Diplomatic Lesson 3: Thwart Pakistani pinpricks
The Kargil War and the commando attack of 26/11 on Mumbai have demonstrated a perverse obstinacy in Pakistan; those who call the shots there fail to make a proper assessment of the balance of power. They may persist with disruptive tactics that needlessly test India’s patience.
What Needs to be Done: Pressure Pakistan
Indian diplomats, if they must persist with warm handshakes with their Pakistani counterparts, must press for accountability. Above all, the joint information sharing mechanism that was once agreed upon must actually be made to work—the 26/11 investigation being a litmus test. India can threaten the core interests of Pakistani diplomacy by rejecting cooperation on the composite dialogue between the two countries.

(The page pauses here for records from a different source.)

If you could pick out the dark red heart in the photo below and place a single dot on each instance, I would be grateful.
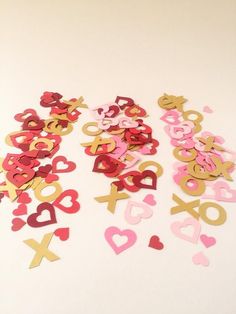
(33, 218)
(38, 123)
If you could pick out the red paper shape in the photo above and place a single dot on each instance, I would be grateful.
(24, 198)
(62, 233)
(20, 177)
(137, 180)
(17, 224)
(20, 210)
(33, 218)
(75, 206)
(39, 124)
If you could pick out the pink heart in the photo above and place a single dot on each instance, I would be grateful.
(62, 233)
(207, 241)
(149, 199)
(129, 234)
(177, 227)
(20, 210)
(171, 117)
(207, 109)
(135, 219)
(200, 259)
(125, 122)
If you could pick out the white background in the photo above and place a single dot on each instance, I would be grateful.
(101, 49)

Status: India seems to be softening
Instead of mounting pressure, India’s Prime Minister Manmohan Singh appears keen to resume the composite dialogue suspended after the 26/11 attacks! In a joint statement issued at the Non Aligned Movement (Nam) summit in Sharm el-Sheikh, an Egyptian resort on the Red Sea, the issue of terror seems to have been delinked from Indo-Pak talks, to the satisfaction of those who want closer Indo-Pak ties sans (!) preconditions. This has also pleased the US; judge from US Secretary of State Hillary Clinton’s utterances on her visit to India. But is India ready to move on from 26/11? It’s not for nothing that Indian officials are now in damage-control mode.
Diplomatic Lesson 4: Track the US perspective
It was the then US President Bill Clinton’s intervention that brought the Kargil War to its final close, despite India already having gained a decisive victory. The US view of developments in the region have changed since, but not as wholly as India would like.

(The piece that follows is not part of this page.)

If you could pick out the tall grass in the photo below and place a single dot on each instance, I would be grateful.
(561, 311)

What Needs to be Done: Educate the US
The US has also had lessons to learn from its effort to oust Soviet forces from Afghanistan. The militia it helped arm along with Pakistan eventually turned out to be an even bigger problem. In other words, short-term objectives can cloud long-term prospects for peace. India needs to gamely remind the US of this.

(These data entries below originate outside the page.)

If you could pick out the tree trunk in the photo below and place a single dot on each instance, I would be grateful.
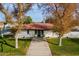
(60, 41)
(16, 45)
(1, 47)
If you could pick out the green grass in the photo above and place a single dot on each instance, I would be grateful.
(70, 47)
(12, 51)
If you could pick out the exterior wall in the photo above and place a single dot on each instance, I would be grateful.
(24, 34)
(49, 33)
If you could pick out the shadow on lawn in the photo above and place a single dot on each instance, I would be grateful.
(51, 42)
(75, 40)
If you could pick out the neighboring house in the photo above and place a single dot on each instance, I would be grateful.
(37, 30)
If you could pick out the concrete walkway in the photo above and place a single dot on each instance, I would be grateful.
(39, 48)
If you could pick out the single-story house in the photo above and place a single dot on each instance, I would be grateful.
(37, 30)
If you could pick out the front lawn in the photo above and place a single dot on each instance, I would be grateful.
(70, 47)
(10, 50)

Status: Each country for itself
Apart from working towards a consonance of views, India can scarcely do anything more than offer its sage advice. This makes it plain that India has little choice but to use its own resources and intelligence to ensure that what Bill Clinton called the “most dangerous place on earth” doesn’t go back to being so again. It’s India’s call. The Indian political leadership needs to bridge the gap between robust military capability and weak strategic intent. Neither the magnificent men in uniform nor the wizardry of attendant weapons will help with that. What is needed, crucially, is a transformation of India’s strategic culture. The wars of the future will be won in the mind as much as by jackboots on the ground. Ultimately, the mantra remains self-reliance.